Friday, November 13, 2009

Cranberry Saucinnamon Buns








last week at the kitchen, we received a large sack of fresh cranberries from our friend Andrew
his father bartered for them
he cooked up tons and gave the rest to us
we finally got around to using them this week
thanks andrew! they turned out great






i stewed them up in apple cider and spices
while making the dough
and letting it rise for 2 hours
and rolling up the plain buns
cooking them for about 4 hours total
on very low heat
stirring whenever someone thought of it

it ended up super tart even with the addition of some turbinado sugar
i spread the dough with a lil cinnamon schmear before slopping it up with cranberry
it was super wet and hard to roll up
i was scurd it would ooze out everywhere
but it worked really well
the filling is still super tart but the cream cheese icing balances it really well

Monday, November 2, 2009

Rosemary Scones

i sprinkled some with nutritional yeast and sea salt but they turned out pretty pale, the next batch i brushed with olive oil and sprinkled with more rosemary leaves. the salt is nice.

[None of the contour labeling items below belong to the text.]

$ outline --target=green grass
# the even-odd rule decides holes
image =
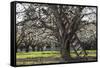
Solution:
[[[96,50],[87,50],[88,53],[93,52],[93,54],[88,54],[88,56],[95,57],[96,56]],[[59,51],[34,51],[34,52],[18,52],[16,53],[16,57],[18,58],[40,58],[40,57],[60,57]],[[71,56],[75,57],[76,55],[74,52],[71,52]]]

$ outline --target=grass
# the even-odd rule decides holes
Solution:
[[[92,56],[95,57],[96,56],[96,50],[87,50],[87,52],[89,53],[88,56]],[[93,52],[93,54],[90,54],[91,52]],[[16,53],[16,57],[17,59],[22,58],[46,58],[46,57],[60,57],[60,53],[59,51],[36,51],[36,52],[18,52]],[[75,57],[76,55],[74,54],[74,52],[71,52],[71,56]]]

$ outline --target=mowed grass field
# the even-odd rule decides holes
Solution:
[[[87,56],[96,56],[96,50],[87,50]],[[59,51],[34,51],[34,52],[18,52],[16,58],[39,58],[39,57],[60,57]],[[75,57],[75,53],[71,52],[71,56]]]
[[[86,50],[88,57],[96,57],[96,50]],[[72,51],[71,56],[76,57]],[[34,52],[18,52],[16,53],[17,65],[59,63],[61,54],[59,51],[34,51]]]

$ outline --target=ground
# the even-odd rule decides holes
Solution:
[[[88,57],[96,58],[96,50],[87,50]],[[31,65],[31,64],[46,64],[46,63],[60,63],[59,51],[36,51],[36,52],[18,52],[16,53],[17,65]],[[74,52],[71,52],[72,57],[76,57]],[[87,60],[88,61],[88,60]]]

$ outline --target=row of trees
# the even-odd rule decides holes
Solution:
[[[56,45],[61,57],[69,60],[74,35],[85,49],[96,46],[95,7],[28,3],[16,6],[17,48],[24,45],[28,52],[29,46],[43,50],[44,46]]]

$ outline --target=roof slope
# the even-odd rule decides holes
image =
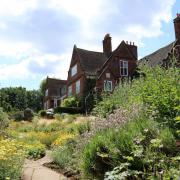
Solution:
[[[144,58],[139,60],[139,64],[146,61],[148,65],[151,67],[156,65],[161,65],[163,63],[163,60],[166,60],[169,54],[172,52],[172,48],[174,47],[174,44],[175,41],[163,48],[160,48],[159,50],[153,52],[152,54],[145,56]]]
[[[107,60],[107,56],[103,52],[88,51],[77,48],[80,56],[80,64],[87,75],[96,75],[97,71]]]

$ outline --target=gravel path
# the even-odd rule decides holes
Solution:
[[[37,161],[26,160],[22,180],[68,180],[62,174],[43,166],[44,163],[52,162],[48,153],[46,154],[45,157]]]

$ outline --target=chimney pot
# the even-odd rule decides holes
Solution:
[[[174,30],[176,40],[180,40],[180,14],[177,13],[177,17],[174,19]]]
[[[106,34],[103,40],[103,52],[110,56],[112,53],[111,37],[110,34]]]

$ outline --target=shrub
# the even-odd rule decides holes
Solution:
[[[23,121],[24,120],[24,112],[23,111],[14,111],[10,114],[10,118],[15,121]]]
[[[158,134],[158,124],[143,114],[121,128],[101,131],[84,149],[83,171],[102,178],[106,171],[129,161],[131,170],[143,171],[145,161],[142,157]],[[169,135],[173,137],[172,133]]]
[[[0,140],[0,179],[19,180],[25,159],[25,152],[18,142]]]
[[[141,74],[145,76],[121,82],[112,95],[102,97],[93,113],[106,117],[116,108],[142,104],[150,117],[176,131],[180,128],[175,120],[180,113],[179,73],[180,69],[175,67],[141,67]]]
[[[62,126],[59,122],[53,122],[49,125],[41,124],[34,128],[35,132],[55,132],[62,130]]]
[[[81,107],[57,107],[54,109],[55,113],[69,113],[69,114],[81,114],[83,109]]]
[[[70,133],[61,133],[59,137],[53,142],[54,146],[61,146],[65,144],[68,140],[73,139],[74,135]]]
[[[0,108],[0,133],[4,128],[6,128],[9,124],[8,115],[3,112],[3,109]]]
[[[116,165],[117,153],[114,151],[114,132],[106,130],[91,139],[83,152],[83,171],[87,175],[102,178],[104,173]]]
[[[90,125],[90,122],[87,122],[87,123],[80,123],[77,125],[77,131],[78,133],[81,135],[85,132],[89,132],[90,129],[91,129],[91,125]]]
[[[79,100],[75,96],[68,97],[63,100],[62,107],[79,107]]]
[[[34,117],[33,111],[29,108],[24,110],[24,120],[31,121]]]
[[[73,149],[76,142],[69,140],[63,146],[56,147],[51,156],[53,161],[61,168],[67,168],[73,160]]]
[[[56,114],[54,115],[54,117],[55,117],[55,119],[58,120],[58,121],[61,121],[61,120],[63,119],[62,116],[61,116],[60,114],[58,114],[58,113],[56,113]]]
[[[46,110],[40,110],[38,113],[41,117],[45,117],[46,116]]]
[[[40,159],[46,154],[45,145],[38,141],[26,140],[22,144],[29,159]]]

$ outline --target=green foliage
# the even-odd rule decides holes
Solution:
[[[102,101],[100,101],[92,113],[100,117],[106,117],[108,114],[112,113],[114,109],[117,109],[121,106],[128,106],[129,101],[129,90],[131,85],[128,81],[119,84],[118,87],[114,90],[112,95],[104,93],[102,95]]]
[[[38,113],[41,117],[45,117],[46,116],[46,110],[40,110]]]
[[[55,113],[68,113],[68,114],[82,114],[83,109],[81,107],[57,107],[54,109]]]
[[[41,81],[40,86],[39,86],[39,91],[40,91],[42,96],[45,95],[45,91],[46,91],[46,79],[43,79]]]
[[[54,117],[55,117],[55,119],[58,120],[58,121],[61,121],[61,120],[63,119],[62,116],[61,116],[60,114],[58,114],[58,113],[56,113],[56,114],[54,115]]]
[[[174,148],[175,138],[169,128],[161,128],[142,113],[119,129],[96,134],[84,149],[83,171],[102,178],[106,171],[117,166],[107,174],[141,178],[143,172],[143,177],[147,177],[166,154],[172,156]],[[122,168],[123,163],[129,163],[128,167]]]
[[[77,97],[71,96],[63,100],[62,107],[79,107],[79,101]]]
[[[12,111],[9,113],[10,118],[15,121],[23,121],[24,120],[24,112],[23,111]]]
[[[24,120],[31,121],[34,117],[33,111],[29,108],[24,110]]]
[[[77,125],[77,131],[78,133],[81,135],[85,132],[89,132],[91,130],[91,125],[89,122],[86,122],[86,123],[80,123]]]
[[[39,91],[27,91],[23,87],[0,89],[0,106],[4,111],[23,111],[27,107],[38,111],[42,107],[42,95]]]
[[[40,159],[46,154],[45,146],[38,141],[27,142],[26,146],[28,158],[30,159]]]
[[[0,179],[19,180],[25,160],[22,146],[12,140],[0,140]]]
[[[52,152],[53,161],[61,168],[67,168],[73,158],[73,149],[76,142],[68,141],[65,145],[57,147]]]
[[[131,104],[141,104],[150,117],[173,128],[180,128],[176,117],[180,114],[180,69],[171,67],[163,69],[159,66],[141,67],[140,74],[145,76],[131,82],[124,81],[112,95],[102,97],[93,114],[106,117],[119,107],[128,108]]]
[[[131,102],[138,99],[155,120],[170,128],[178,128],[175,118],[180,113],[177,108],[180,103],[179,68],[145,66],[142,71],[146,76],[132,83]]]
[[[0,133],[8,126],[8,115],[0,108]]]

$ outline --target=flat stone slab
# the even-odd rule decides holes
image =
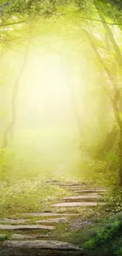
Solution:
[[[68,222],[66,217],[59,217],[48,220],[37,221],[36,223],[65,223]]]
[[[0,219],[0,223],[13,223],[13,224],[18,224],[18,223],[24,223],[28,221],[28,220],[25,219]]]
[[[5,256],[81,256],[83,249],[68,243],[50,240],[16,241],[7,240],[2,243],[2,251]],[[4,251],[5,250],[5,251]]]
[[[50,235],[20,235],[20,234],[14,234],[12,235],[11,239],[38,239],[42,237],[50,237]]]
[[[68,196],[68,197],[65,197],[63,198],[63,200],[65,201],[83,201],[83,200],[94,200],[96,198],[100,198],[99,195],[74,195],[74,196]]]
[[[76,215],[79,215],[79,213],[24,213],[24,215],[27,216],[31,216],[31,217],[57,217],[57,216],[76,216]]]
[[[53,207],[80,207],[80,206],[105,206],[104,202],[59,202],[52,205]]]
[[[107,189],[80,189],[80,190],[74,190],[76,193],[96,193],[96,192],[105,192],[108,191]]]
[[[7,225],[0,224],[1,230],[28,230],[28,229],[47,229],[54,230],[54,227],[46,225],[36,225],[36,224],[26,224],[26,225]]]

used a forearm length branch of rosemary, leaves picked off the branch and finely chopped; added to flour before butta is cut in
: twice as much might still be ok, currently its subtle and delicious

prolly too sweet

but really great...

hot thanksgiving jawns.

im gonna try sage and chive versions also

PUMPkin pie





im so bad at it

i dont know why

4 pies with little improvement

i cant even keep track of which photos are what recipe

cuz theyre all lame

and not setting up properly

tofu seems like the way to go

one recipe used tofu

one used soymilk/ cornstarch

one used soymilk/ fleggs

one used soymilk/ enerG

different amounts and types of sweetener in each

thus far i believe a small amount of molasses is essential

maple is expensive and mild

and allspice is important and often forgotten in pumpkin spice blends...

i havent even begun messing with crusts...

soon

Friday, October 23, 2009



APPLE CINNAMON BUNS


i bought some Stayman/Winesap apples from the farmers market

they are my favorite apple currently

sweet and tart and kinda spicy, they have a very complex, delicious flavor

theyre good for eating and very good for baking

i peeled, cored and diced them, then sauteed them in earthbalance, nutmeg and turbinado sugar

rolled out the dough, put down a layer of cinnamon goo, then covered it with apples and rolled it up

definitely the best apple bun so far, beating Rome and Rambo.

probably my favorite bun ever.

FRANKENSTEIN


a frankenstein is a scrappy mashup cookie

it is produced with all the scraps that werent big enough to make a full cookie. it may contain brownie ball, chocolate chips, any nuts, craisins, icing, peanut butter, donut batter, cinnabun dough, etc.

(for frame of reference: that parchment paper it is sitting on is 16x20, this week its beast)

we generally make one frank per week and sell it at the farmers market or bring it to a party.

we did an experiment a few weeks ago where we made berry batter donuts. we froze some of the batter and its been wasting space in the freezer ever since.

so yesterday i baked off a few dozen (and they turned out great!) and still had alot left over.

this made the giant pink base.
then theres a whole lot of peanut butter dough down the center.
then theres a few huge chunks of chocolate chips that had melted together.
and a band of chocolate cookie dough.
and small amount of both ginger molassses and oatmeal cashew craisin.